Много бед принесла водка в Афганистане.
Кто раньше не пил, тот научился это делать там, кто пил немного, стал пить еще больше. Кто-то и после войны не смог отвыкнуть от потребности, которая выработалась в течение долгих месяцев. После Афганистана я какое-то время был в таком же, непростом, состоянии. Радовался долгожданному возвращению домой, продолжению жизни.
Ежедневные встречи с друзьями, воспоминания, разговоры, выпивка. Так продолжалось неделю, другую, месяц. Но однажды я пришел домой поздно вечером и увидел плачущие глаза жены и дочери.
— Папа, мы тебя так долго ждали, мы тебя так любим, а ты…
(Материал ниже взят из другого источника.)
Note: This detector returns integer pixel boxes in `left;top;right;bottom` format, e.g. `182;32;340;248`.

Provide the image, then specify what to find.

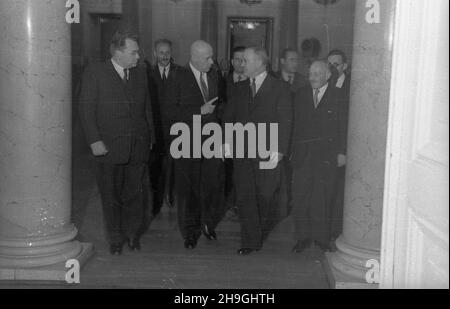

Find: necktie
162;68;167;83
200;72;209;102
122;69;130;84
289;75;294;85
314;89;320;108
250;78;256;97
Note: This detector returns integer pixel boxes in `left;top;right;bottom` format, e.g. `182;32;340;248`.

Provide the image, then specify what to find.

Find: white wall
217;0;283;69
298;0;355;61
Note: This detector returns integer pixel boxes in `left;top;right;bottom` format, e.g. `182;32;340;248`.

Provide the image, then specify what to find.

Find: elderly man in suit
328;49;351;241
79;31;154;255
291;61;347;252
147;39;180;215
167;40;225;249
223;47;292;255
275;48;307;94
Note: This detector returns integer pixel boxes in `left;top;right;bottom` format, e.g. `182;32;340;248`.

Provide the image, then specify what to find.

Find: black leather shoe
109;244;122;255
238;248;259;255
202;224;217;240
184;237;197;249
128;238;141;251
292;239;311;253
314;241;331;252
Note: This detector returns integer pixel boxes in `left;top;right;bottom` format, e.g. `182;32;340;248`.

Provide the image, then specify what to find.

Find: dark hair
301;38;322;58
280;47;298;59
153;39;172;49
231;46;245;59
328;49;347;63
109;30;139;55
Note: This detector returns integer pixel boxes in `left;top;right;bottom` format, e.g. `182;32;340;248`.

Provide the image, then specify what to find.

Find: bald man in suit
291;61;347;253
79;31;155;255
223;47;292;255
165;40;225;249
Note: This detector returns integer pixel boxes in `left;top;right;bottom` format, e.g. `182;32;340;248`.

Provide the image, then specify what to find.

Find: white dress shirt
313;83;328;106
158;63;170;79
233;72;247;83
250;71;267;93
281;71;295;83
189;62;209;90
111;58;130;80
336;74;346;88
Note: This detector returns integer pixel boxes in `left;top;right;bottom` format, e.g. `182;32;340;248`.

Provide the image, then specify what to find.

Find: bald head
309;60;331;89
191;40;214;73
244;47;269;78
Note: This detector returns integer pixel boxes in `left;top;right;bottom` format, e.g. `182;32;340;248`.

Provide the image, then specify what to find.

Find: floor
0;115;329;289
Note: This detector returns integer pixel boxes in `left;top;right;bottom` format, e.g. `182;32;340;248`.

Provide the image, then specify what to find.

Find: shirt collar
281;71;295;82
313;83;328;94
158;63;170;74
189;62;202;78
336;73;346;88
233;72;247;83
250;71;267;85
111;58;125;76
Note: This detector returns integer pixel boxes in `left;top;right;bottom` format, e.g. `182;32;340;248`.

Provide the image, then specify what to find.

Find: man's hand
220;144;231;161
91;141;108;157
270;152;283;166
337;153;347;167
200;97;219;115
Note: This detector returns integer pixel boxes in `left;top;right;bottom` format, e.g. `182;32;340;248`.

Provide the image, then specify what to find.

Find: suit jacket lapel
207;71;217;100
313;84;331;109
108;61;136;101
249;74;273;112
188;65;203;98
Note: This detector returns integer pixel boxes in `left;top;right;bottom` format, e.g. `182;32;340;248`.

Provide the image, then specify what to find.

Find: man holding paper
167;41;225;249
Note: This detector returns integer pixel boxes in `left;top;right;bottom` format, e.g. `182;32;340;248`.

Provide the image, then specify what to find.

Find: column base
0;243;94;282
322;236;379;289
С тех пор началось постепенное отрезвление.
«Это уже не война, и я дома, нужно остановиться, пока не поздно. Ведь никто не поймет, что у меня на душе, да и понимать не пожелает. Если я оступлюсь, кто-то даже и обрадуется этому. Завистников всегда хватает. Желающих на мое место тоже достаточно. Если запью, оступлюсь, упаду, никто не протянет руку помощи ни мне, ни моей семье. И это обернется для всех нас страшной трагедией. Нет, надо жить, и жить по-человечески — достойно! Или что, войну пережил, а на мир и счастье уже и сил нет? — корил я сам себя, настраивая на решительные действия. — Рановато расписываться в собственном бессилии, мы еще повоюем!»
И эта борьба временами оказывалась труднее, чем та, с афганскими душманами.
27 декабря 1979 года считается началом самой длительной за время существования СССР войны — «необъявленной», как окрестили ее политики. После окончания почти десятилетней кровавой бойни в прессе появились официальные данные о наших потерях. Приходилось слышать, что эти потери за все годы войны меньше количества погибших на дорогах страны за один год. Это кощунство над памятью убитых, над теми, кто честно выполнял воинский долг, кто свято верил и сейчас верит в необходимость нашей военной помощи Афганистану, в то, что мы защищали южные рубежи нашей Родины…
И тем не менее эта война — героическая страница в истории Вооруженных Сил СССР. Позором покрыли себя политики, а мы, Солдаты своей Родины, воевали и погибали, веря в мудрость, непогрешимость и абсолютную правоту Политбюро ЦК КПСС, ее Генерального секретаря, Председателя Президиума Верховного Совета СССР.
Я был знаком с офицером, который занимал высокую должность и при выводе советских войск из Афганистана принимал личное участие в подготовке справки-доклада о людских и материальных потерях наших Вооруженных Сил в той стране. Старший в группе — генерал, первоначально ознакомившись с предоставленным ему материалом, указал, что цифры явно завышены, и он им не верит. Потери стали искусственно занижать. Наконец документ был принят. Это и легло в основу данных, которые были обнародованы в качестве официальных. Так это или нет, но лично я, да и все афганцы, с кем приходилось общаться за все эти годы, не верят в то, что обнародовано, и для этого у каждого есть свои причины.
Очень многие военные сомневаются в достоверности официальной информации о потерях. В те времена стремились показать мировой общественности, своему народу более благополучную картину, чем было на самом деле. Лично я уверен, что пройдут десятилетия, и мы узнаем все-таки реальные данные. Но спросить будет уже не с кого.
Трудно говорить о войне в Афганистане однозначно. Кто был на ней и видел все собственными глазами, имеет свою оценку происходившего там. У каждого был свой Афганистан. Как-то быстрее и отчетливее проявляется на войне и лучшее в человеке, и самое низменное. Восторженно, и больше о героическом, писали наши газеты, пока афганская тема считалась модной. Но помимо этого были еще не только романтика боя, звон орденов и медалей, были загубленные жизни, разрушенные семьи, предательство и подлость, унижение человеческого достоинства. Было и черное, и белое. Чего больше? Не знаю, но почему же так сильно болит сердце все эти годы? Почему не забываются грязные кровавые постели в госпиталях, дикие от ужаса и боли глаза солдат, истошные крики молодых ребят, потерявших руки, ноги, зрение?